The Minister for Education and Welsh Language, Jeremy Miles,  congratulated students across Wales as they received their GCSE, Welsh Baccalaureate and vocational qualification results.


“Congratulations to everyone receiving their results today. You should all be proud of your hard work through the disruption of the last two years,” he said.

“I welcome these results as we transition back to exams this year – it’s great to see what our learners have achieved.

“Don’t be too disappointed and don’t be too hard on yourself if things didn’t quite go to plan today. There are a range of options available to you, whether you’re unsure what to do next, or perhaps you didn’t sit your exams. Get in touch with Careers Wales or your school for support.

“Everyone under 25 has the opportunity to enrol in education or training, find work or become self-employed through our Young Person’s Guarantee. Take a look at Working Wales online to find out how to get involved.

“I hope you are pleased with your achievements and pob lwc on your next steps.”

This year’s result also confirmed that girls outperformed boys at A* to A by 8.1 percentage points

Breaking down the results by individual subjects, 18% of grades in maths were at A* and A – a 5% increase on 2019 – while 56.8% got C or above, 22.1% of learners got A* and A at Welsh first language (up from 15.8% in 2019) and 22.9% at Welsh second language and 19.5% of English language grades were A* and A, up 10.7% in 2019.

Joint Council for Qualifications

Figures published by the Joint Council for Qualifications (JCQ) – covering GCSE entries from students predominantly in England, Wales and Northern Ireland – showed top grades of 7/A have fallen from 28.9% in 2021 to 26.3% this year, a drop of 2.6 percentage points.

But this remains higher than the equivalent figure for 2019 of 20.8%.

The proportion of entries receiving a 4/C – considered a pass – dropped from 77.1% in 2021 to 73.2% this year, a fall of 3.9 percentage points, but higher than 67.3% in 2019.

The overall rate for grades 1/G or above is 98.4%, down from 99.0% in 2021 but slightly above 98.3% in 2019.

Girls continued their lead over boys this year, with 30.0% of entries achieving a 7/A, compared with 22.6% for males.

The gap has closed slightly from last year, when 33.4% of female entries were awarded 7/A or above compared with 24.4% for males, a lead of 9.0 percentage points.

The top 10 subjects at GCSE, which sees pupils having to take a number of compulsory subjects as well as some optional choices, remained the same this year.

Business studies, which is optional, saw the biggest percentage rise in entries of any major subject, jumping by 4.6% from 102,542 to 107,283.

While Spanish remains the second-most popular modern foreign language after French, its entries have fallen by 1.7% for the first time since 2018.

Photo by Ben Mullins on Unsplash.

Kath Thomas, interim chief executive officer of JCQ, congratulated students getting their results “after lots of hard work and all the challenges of the pandemic”.

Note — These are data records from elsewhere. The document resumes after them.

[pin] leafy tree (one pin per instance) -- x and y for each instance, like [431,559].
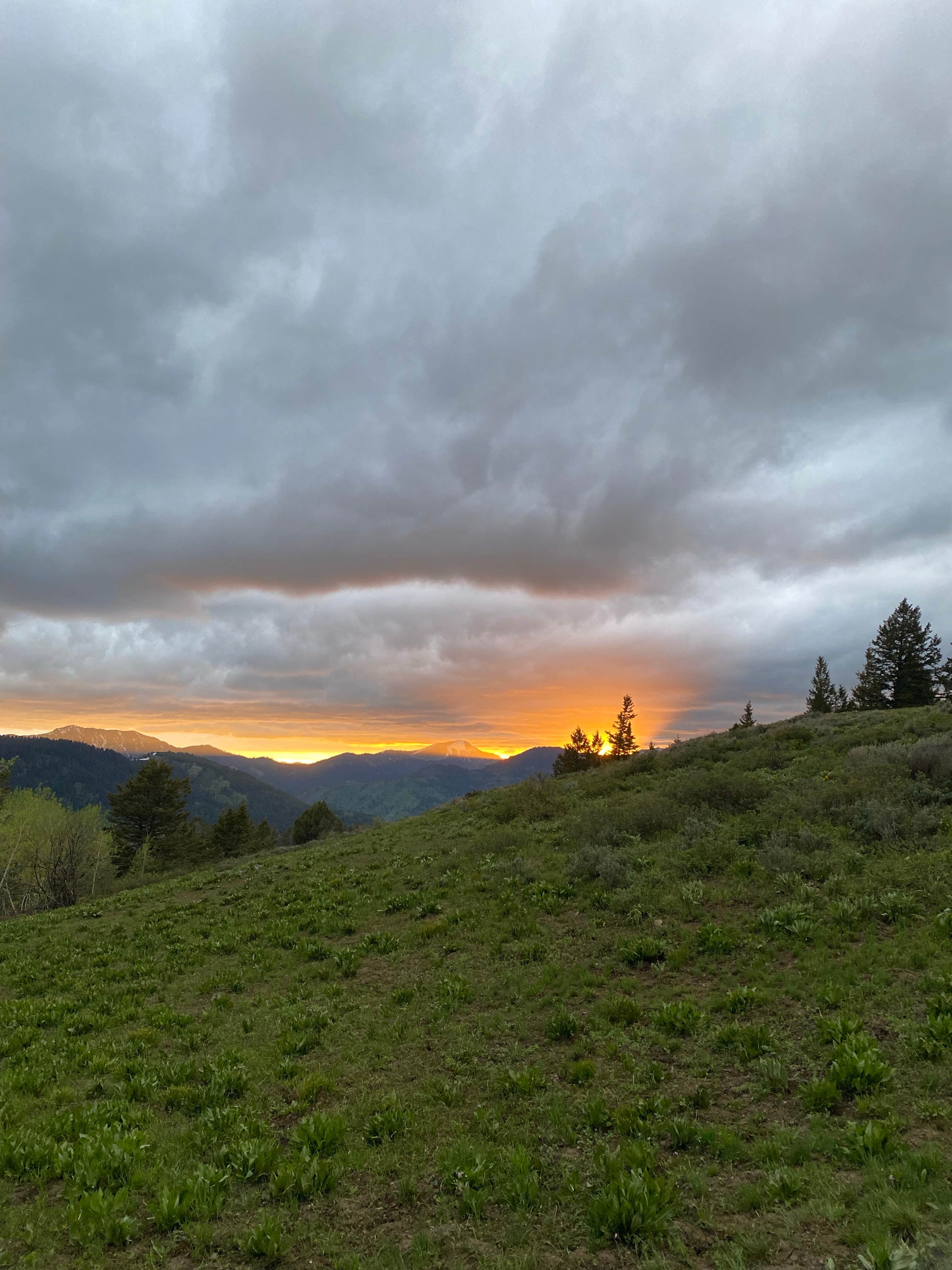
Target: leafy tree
[820,699]
[622,740]
[316,822]
[579,755]
[902,665]
[149,809]
[234,834]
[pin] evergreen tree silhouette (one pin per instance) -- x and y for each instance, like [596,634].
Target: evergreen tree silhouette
[622,738]
[902,666]
[820,699]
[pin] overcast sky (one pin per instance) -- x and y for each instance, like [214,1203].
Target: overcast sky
[388,371]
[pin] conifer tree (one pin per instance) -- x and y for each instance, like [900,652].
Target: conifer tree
[578,755]
[622,738]
[902,666]
[316,822]
[842,700]
[820,699]
[233,834]
[150,808]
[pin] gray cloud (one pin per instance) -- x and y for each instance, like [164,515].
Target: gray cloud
[587,301]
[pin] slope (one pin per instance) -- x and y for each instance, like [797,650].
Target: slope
[695,1006]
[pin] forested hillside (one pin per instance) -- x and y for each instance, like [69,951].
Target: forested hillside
[692,1005]
[82,775]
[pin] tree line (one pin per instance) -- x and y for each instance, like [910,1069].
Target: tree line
[903,667]
[53,855]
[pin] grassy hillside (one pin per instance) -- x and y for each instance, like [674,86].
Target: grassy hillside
[695,1008]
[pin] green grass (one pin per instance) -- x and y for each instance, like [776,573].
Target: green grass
[694,1008]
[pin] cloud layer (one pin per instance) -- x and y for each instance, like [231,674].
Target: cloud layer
[357,358]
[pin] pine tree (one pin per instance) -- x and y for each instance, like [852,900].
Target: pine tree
[902,666]
[150,808]
[842,700]
[944,681]
[233,834]
[622,738]
[316,822]
[820,699]
[578,755]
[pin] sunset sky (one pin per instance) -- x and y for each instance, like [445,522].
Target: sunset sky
[379,374]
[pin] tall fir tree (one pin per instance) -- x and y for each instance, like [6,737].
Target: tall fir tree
[903,663]
[621,738]
[820,699]
[149,808]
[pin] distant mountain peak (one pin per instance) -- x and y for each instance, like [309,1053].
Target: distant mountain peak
[454,750]
[122,741]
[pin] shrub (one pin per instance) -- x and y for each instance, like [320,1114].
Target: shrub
[582,1073]
[738,1001]
[820,1096]
[522,1084]
[319,1135]
[867,1142]
[267,1241]
[455,993]
[596,1117]
[775,1075]
[562,1025]
[390,1121]
[98,1217]
[634,1207]
[303,1179]
[642,952]
[594,863]
[858,1067]
[522,1189]
[621,1010]
[717,940]
[678,1018]
[784,1187]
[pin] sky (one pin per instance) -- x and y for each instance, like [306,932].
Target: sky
[404,371]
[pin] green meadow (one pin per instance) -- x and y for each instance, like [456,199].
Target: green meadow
[687,1009]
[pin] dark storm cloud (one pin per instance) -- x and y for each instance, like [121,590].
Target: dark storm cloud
[582,299]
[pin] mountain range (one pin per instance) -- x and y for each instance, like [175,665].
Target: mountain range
[360,788]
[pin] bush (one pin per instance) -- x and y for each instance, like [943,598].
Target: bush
[596,863]
[642,952]
[319,1135]
[390,1122]
[634,1208]
[820,1096]
[98,1217]
[858,1067]
[316,822]
[562,1025]
[267,1241]
[621,1010]
[678,1018]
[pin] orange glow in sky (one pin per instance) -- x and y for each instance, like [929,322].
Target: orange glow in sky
[502,717]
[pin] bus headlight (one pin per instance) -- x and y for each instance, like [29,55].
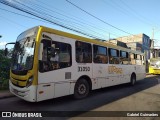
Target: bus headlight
[29,82]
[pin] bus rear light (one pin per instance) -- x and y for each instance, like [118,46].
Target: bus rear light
[29,82]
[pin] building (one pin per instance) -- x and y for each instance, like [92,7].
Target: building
[139,42]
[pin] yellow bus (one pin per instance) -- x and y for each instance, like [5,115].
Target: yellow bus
[154,66]
[48,63]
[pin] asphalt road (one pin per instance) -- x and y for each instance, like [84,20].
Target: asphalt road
[96,101]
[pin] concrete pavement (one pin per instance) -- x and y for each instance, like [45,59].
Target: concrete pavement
[5,94]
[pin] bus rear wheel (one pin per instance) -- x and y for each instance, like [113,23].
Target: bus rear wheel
[81,89]
[133,80]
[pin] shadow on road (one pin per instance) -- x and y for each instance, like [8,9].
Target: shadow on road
[96,99]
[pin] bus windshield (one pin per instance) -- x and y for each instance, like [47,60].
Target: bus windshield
[23,53]
[155,62]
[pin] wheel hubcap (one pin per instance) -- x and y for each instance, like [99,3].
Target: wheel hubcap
[82,89]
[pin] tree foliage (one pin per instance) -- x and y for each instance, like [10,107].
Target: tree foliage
[5,63]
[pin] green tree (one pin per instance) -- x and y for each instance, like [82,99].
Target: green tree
[4,70]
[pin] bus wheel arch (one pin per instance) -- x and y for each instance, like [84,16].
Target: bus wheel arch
[133,79]
[82,87]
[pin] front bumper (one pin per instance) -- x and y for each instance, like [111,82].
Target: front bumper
[28,94]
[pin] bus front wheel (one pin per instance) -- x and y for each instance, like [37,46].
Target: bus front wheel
[81,89]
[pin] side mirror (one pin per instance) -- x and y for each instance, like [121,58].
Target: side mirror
[6,51]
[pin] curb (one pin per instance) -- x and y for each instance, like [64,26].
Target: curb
[8,96]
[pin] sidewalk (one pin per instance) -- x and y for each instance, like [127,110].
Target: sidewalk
[5,94]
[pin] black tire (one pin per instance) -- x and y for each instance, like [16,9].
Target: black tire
[81,89]
[133,80]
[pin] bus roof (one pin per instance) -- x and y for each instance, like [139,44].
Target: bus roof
[84,39]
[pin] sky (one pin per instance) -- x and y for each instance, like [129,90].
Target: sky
[102,19]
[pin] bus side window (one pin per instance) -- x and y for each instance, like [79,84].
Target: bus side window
[113,56]
[55,55]
[83,52]
[139,60]
[100,54]
[123,57]
[132,58]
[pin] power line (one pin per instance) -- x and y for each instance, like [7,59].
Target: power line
[44,18]
[98,18]
[79,23]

She said: “We’re pleased that exams are back, as they’re the fairest way to assess students and give everyone the chance to show what they know.

“This is the first time in three years that results have been based on formal exams and coursework, so it’s a welcome step back towards normality.

“These results will help them progress to the next stage of their education and make some important decisions about their future.

“As planned – and as with last week’s A-level results, these results are higher than the last set of summer exams in 2019, but lower than last year’s teacher-assessed grades.”

Meanwhile, exam board Pearson warned this week that thousands of students could miss out on being issued BTec (Business and Technology Education Council) results on Thursday.

It said that changes this year, made in order to take into account disruption to teaching and learning during the pandemic, had “added more complexity to the process” and that without full information they are unable to award students their results.